Wat artikel 21 van het organiek reglement betreft, oordeelde de Raad van State dat de mogelijkheid om personen die niet behoren tot de buitenlandse carrière in het kader van een bijzondere zending aan te stellen als posthoofd, niet verenigbaar was met de gelijkheid van de kandidaten en de gelijke toegang tot het openbaar ambt.
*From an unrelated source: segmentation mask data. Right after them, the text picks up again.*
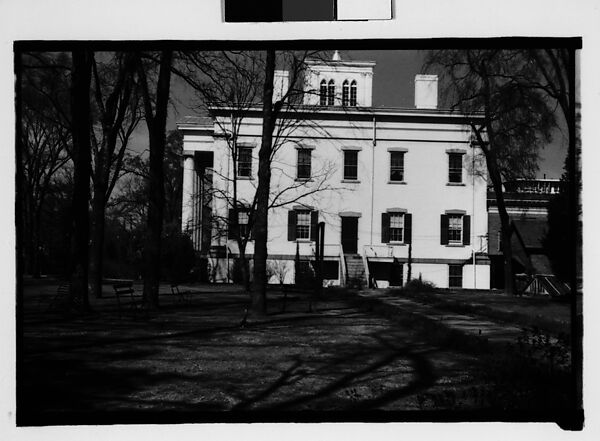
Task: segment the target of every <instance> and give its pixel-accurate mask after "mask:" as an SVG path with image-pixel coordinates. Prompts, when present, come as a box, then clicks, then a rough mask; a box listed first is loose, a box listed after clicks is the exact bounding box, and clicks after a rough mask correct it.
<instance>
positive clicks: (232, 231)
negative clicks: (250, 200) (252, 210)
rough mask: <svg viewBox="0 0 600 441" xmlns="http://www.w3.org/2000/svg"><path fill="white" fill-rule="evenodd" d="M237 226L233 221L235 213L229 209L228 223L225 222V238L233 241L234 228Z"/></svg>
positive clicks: (234, 220) (235, 221)
mask: <svg viewBox="0 0 600 441" xmlns="http://www.w3.org/2000/svg"><path fill="white" fill-rule="evenodd" d="M236 225H237V222H236V219H235V211H234V210H232V209H231V208H230V209H229V215H228V221H227V238H228V239H235V234H234V231H235V230H234V228H235V226H236Z"/></svg>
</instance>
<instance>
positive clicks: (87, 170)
mask: <svg viewBox="0 0 600 441" xmlns="http://www.w3.org/2000/svg"><path fill="white" fill-rule="evenodd" d="M91 60H92V58H91V55H90V53H89V52H87V51H81V50H78V51H73V71H72V88H71V106H72V107H71V112H72V115H73V117H72V131H73V163H74V188H73V202H72V222H73V224H72V226H73V236H72V240H71V259H72V260H71V265H70V270H71V290H70V301H71V303H72V302H73V301H75V300H76V299H79V300H80V301H81V305H82V308H83V310H84V311H87V310H89V303H88V251H89V250H88V241H89V236H90V232H89V212H88V202H89V198H90V172H91V166H90V162H91V161H90V160H91V152H90V125H91V123H90V98H89V94H90V81H91V67H92V63H91Z"/></svg>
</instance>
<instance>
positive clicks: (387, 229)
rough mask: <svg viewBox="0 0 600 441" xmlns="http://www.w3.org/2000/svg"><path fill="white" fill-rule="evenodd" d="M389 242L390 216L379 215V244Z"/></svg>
mask: <svg viewBox="0 0 600 441" xmlns="http://www.w3.org/2000/svg"><path fill="white" fill-rule="evenodd" d="M389 242H390V215H389V214H388V213H381V243H389Z"/></svg>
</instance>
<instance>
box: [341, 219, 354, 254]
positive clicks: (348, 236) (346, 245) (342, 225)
mask: <svg viewBox="0 0 600 441" xmlns="http://www.w3.org/2000/svg"><path fill="white" fill-rule="evenodd" d="M342 249H343V250H344V254H356V252H357V251H358V218H357V217H342Z"/></svg>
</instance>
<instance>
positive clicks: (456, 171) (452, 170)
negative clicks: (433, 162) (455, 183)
mask: <svg viewBox="0 0 600 441" xmlns="http://www.w3.org/2000/svg"><path fill="white" fill-rule="evenodd" d="M462 156H463V155H462V153H448V182H452V183H461V182H462Z"/></svg>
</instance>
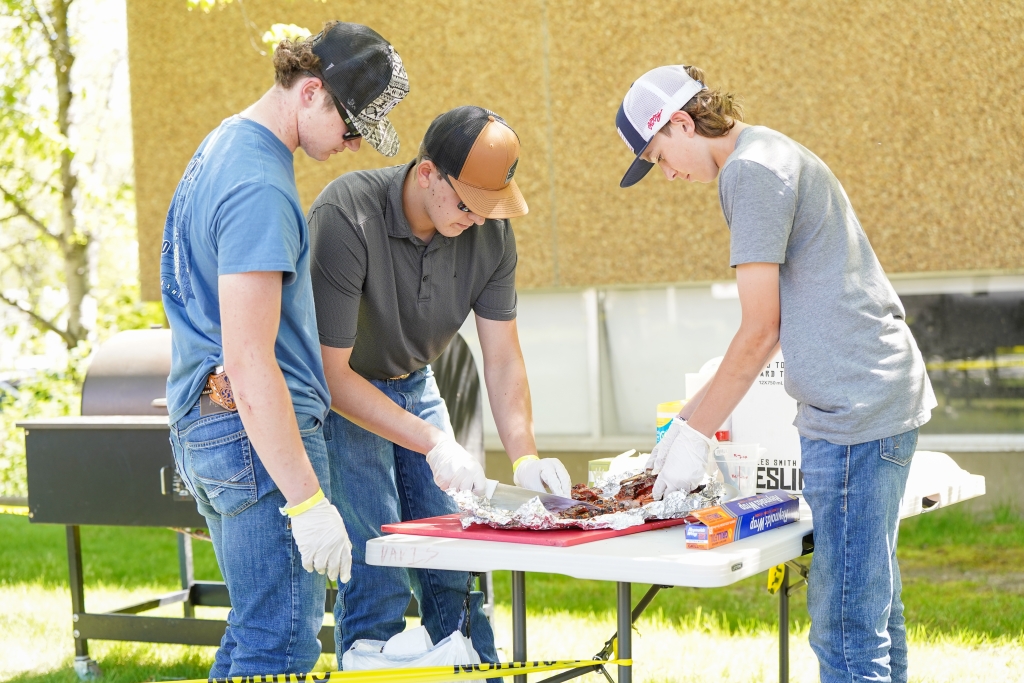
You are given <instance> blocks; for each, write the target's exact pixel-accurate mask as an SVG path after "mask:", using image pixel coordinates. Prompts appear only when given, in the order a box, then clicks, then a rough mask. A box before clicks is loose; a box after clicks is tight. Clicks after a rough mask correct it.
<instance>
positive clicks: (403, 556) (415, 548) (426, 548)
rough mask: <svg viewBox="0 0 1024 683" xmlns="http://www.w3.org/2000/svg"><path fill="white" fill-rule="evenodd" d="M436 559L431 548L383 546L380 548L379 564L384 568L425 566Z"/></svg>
mask: <svg viewBox="0 0 1024 683" xmlns="http://www.w3.org/2000/svg"><path fill="white" fill-rule="evenodd" d="M435 557H437V551H436V550H433V549H431V548H417V547H415V546H409V547H407V546H385V547H384V548H381V564H383V565H385V566H425V565H427V564H428V563H429V562H430V560H432V559H434V558H435Z"/></svg>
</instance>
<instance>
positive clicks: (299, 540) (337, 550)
mask: <svg viewBox="0 0 1024 683" xmlns="http://www.w3.org/2000/svg"><path fill="white" fill-rule="evenodd" d="M281 512H282V514H288V513H287V508H282V510H281ZM291 521H292V537H293V538H294V539H295V545H296V546H298V547H299V554H300V555H302V568H303V569H305V570H306V571H316V572H318V573H326V574H327V577H328V579H330V580H331V581H337V582H340V583H342V584H347V583H348V580H349V579H351V578H352V544H351V542H350V541H349V540H348V531H346V530H345V522H344V521H343V520H342V519H341V514H340V513H339V512H338V508H336V507H334V506H333V505H331V502H330V501H329V500H327V499H326V498H325V499H322V500H321V501H319V502H317V503H316V504H315V505H314V506H312V507H311V508H309V509H308V510H306V511H305V512H300V513H299V514H297V515H295V516H294V517H292V518H291Z"/></svg>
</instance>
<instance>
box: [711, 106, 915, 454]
mask: <svg viewBox="0 0 1024 683" xmlns="http://www.w3.org/2000/svg"><path fill="white" fill-rule="evenodd" d="M719 199H720V201H721V203H722V211H723V212H724V213H725V220H726V222H727V223H728V224H729V229H730V231H731V256H730V262H731V264H732V266H737V265H740V264H742V263H757V262H765V263H778V264H780V265H779V298H780V302H781V330H780V334H781V342H782V355H783V357H784V358H785V371H786V372H785V390H786V392H788V393H790V395H791V396H793V397H794V398H796V399H797V401H798V403H799V408H798V412H797V419H796V421H795V423H794V424H795V425H796V426H797V429H798V431H799V432H800V434H801V435H802V436H804V437H806V438H811V439H825V440H827V441H830V442H833V443H838V444H841V445H850V444H854V443H863V442H865V441H872V440H876V439H880V438H885V437H887V436H894V435H896V434H901V433H903V432H905V431H908V430H910V429H913V428H915V427H920V426H921V425H923V424H925V423H926V422H928V420H929V419H930V418H931V409H932V408H934V407H935V396H934V394H933V393H932V386H931V383H930V382H929V379H928V374H927V373H926V371H925V364H924V360H923V358H922V356H921V351H920V350H919V349H918V344H916V343H915V342H914V340H913V336H912V335H911V334H910V329H909V328H908V327H907V325H906V323H905V322H904V317H905V312H904V310H903V304H902V303H900V300H899V297H898V296H896V292H895V291H894V290H893V288H892V285H890V284H889V280H888V279H887V278H886V275H885V273H884V272H883V270H882V265H881V264H880V263H879V260H878V258H877V257H876V256H874V252H873V251H872V250H871V246H870V244H869V243H868V241H867V236H866V234H864V230H863V228H862V227H861V226H860V222H859V221H858V220H857V216H856V215H855V214H854V212H853V207H852V206H851V205H850V200H849V198H847V196H846V193H845V191H844V190H843V186H842V185H841V184H840V182H839V180H838V179H837V178H836V176H835V175H833V173H831V171H829V170H828V167H827V166H825V164H824V162H822V161H821V160H820V159H818V158H817V157H815V156H814V155H813V154H812V153H811V152H810V151H809V150H807V148H806V147H804V146H803V145H801V144H799V143H797V142H795V141H794V140H791V139H790V138H788V137H786V136H785V135H782V134H781V133H778V132H776V131H774V130H771V129H769V128H765V127H763V126H752V127H750V128H746V129H745V130H743V131H742V132H740V134H739V137H738V139H737V140H736V148H735V150H734V151H733V153H732V154H731V155H729V158H728V159H727V160H726V162H725V165H724V166H723V167H722V171H721V174H720V176H719Z"/></svg>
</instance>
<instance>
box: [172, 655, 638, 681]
mask: <svg viewBox="0 0 1024 683" xmlns="http://www.w3.org/2000/svg"><path fill="white" fill-rule="evenodd" d="M607 665H615V666H618V667H632V666H633V659H554V660H546V661H500V663H498V664H473V665H450V666H447V667H415V668H410V669H376V670H372V671H325V672H314V673H310V674H263V675H259V676H232V677H230V678H211V679H203V678H201V679H196V680H191V681H178V682H176V683H324V682H326V681H339V682H342V683H384V682H385V681H394V682H395V683H441V682H442V681H451V680H453V679H466V678H481V674H483V676H482V678H487V677H490V676H511V675H517V674H524V673H530V674H540V673H544V672H546V671H560V670H562V669H582V668H584V667H596V666H607Z"/></svg>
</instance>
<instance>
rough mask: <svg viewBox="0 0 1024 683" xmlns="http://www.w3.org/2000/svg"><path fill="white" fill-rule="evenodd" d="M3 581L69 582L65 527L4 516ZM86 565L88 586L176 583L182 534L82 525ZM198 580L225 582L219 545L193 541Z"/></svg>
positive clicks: (83, 565) (115, 526)
mask: <svg viewBox="0 0 1024 683" xmlns="http://www.w3.org/2000/svg"><path fill="white" fill-rule="evenodd" d="M0 539H3V552H2V553H0V585H4V584H22V583H32V584H37V585H42V586H46V587H48V588H53V587H58V586H67V585H68V545H67V540H66V531H65V527H63V526H58V525H55V524H33V523H31V522H30V521H29V518H28V517H22V516H16V515H3V514H0ZM81 539H82V564H83V570H84V573H85V581H86V585H89V584H106V585H109V586H121V587H124V588H138V587H143V586H152V585H155V584H159V585H168V586H176V585H178V582H179V581H180V579H179V575H178V546H177V535H176V533H175V532H174V531H172V530H170V529H166V528H152V527H141V526H137V527H136V526H82V527H81ZM193 555H194V558H193V561H194V564H195V568H196V578H197V579H199V580H203V581H222V580H221V578H220V570H219V569H218V568H217V561H216V558H215V557H214V555H213V545H212V544H210V543H207V542H203V541H194V542H193Z"/></svg>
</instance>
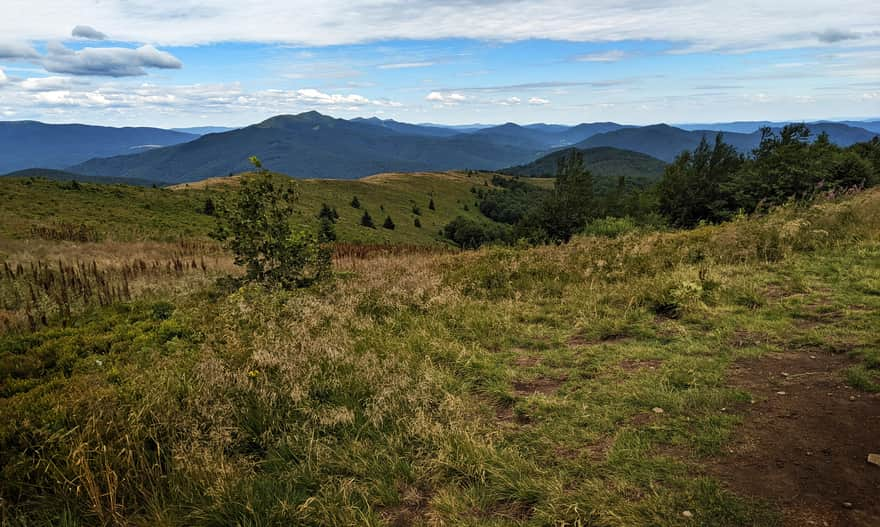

Wat artikel 22 van het organiek reglement betreft, merkte de Raad van State op dat dit artikel discriminatoir was ten opzichte van de ambtenaren van de buitenlandse carrière, doordat, enerzijds, de toegang tot de functies andere dan die van posthoofd niet beperkt was tot de ambtenaren van het Rijkspersoneel van de FOD behorende tot het niveau A en doordat, anderzijds, het uitzonderlijke karakter en de bijzondere bekwaamheden nodig voor deze tijdelijke aanstelling niet opwegen tegen het feit dat artikel 18, tweede en derde lid van het organiek reglement niet van toepassing is op de ambtenaren van het Rijkspersoneel van de FOD. In de artikelsgewijze bespreking zal telkens worden toegelicht op welke wijze tegemoet gekomen wordt aan de grieven van de Raad van State.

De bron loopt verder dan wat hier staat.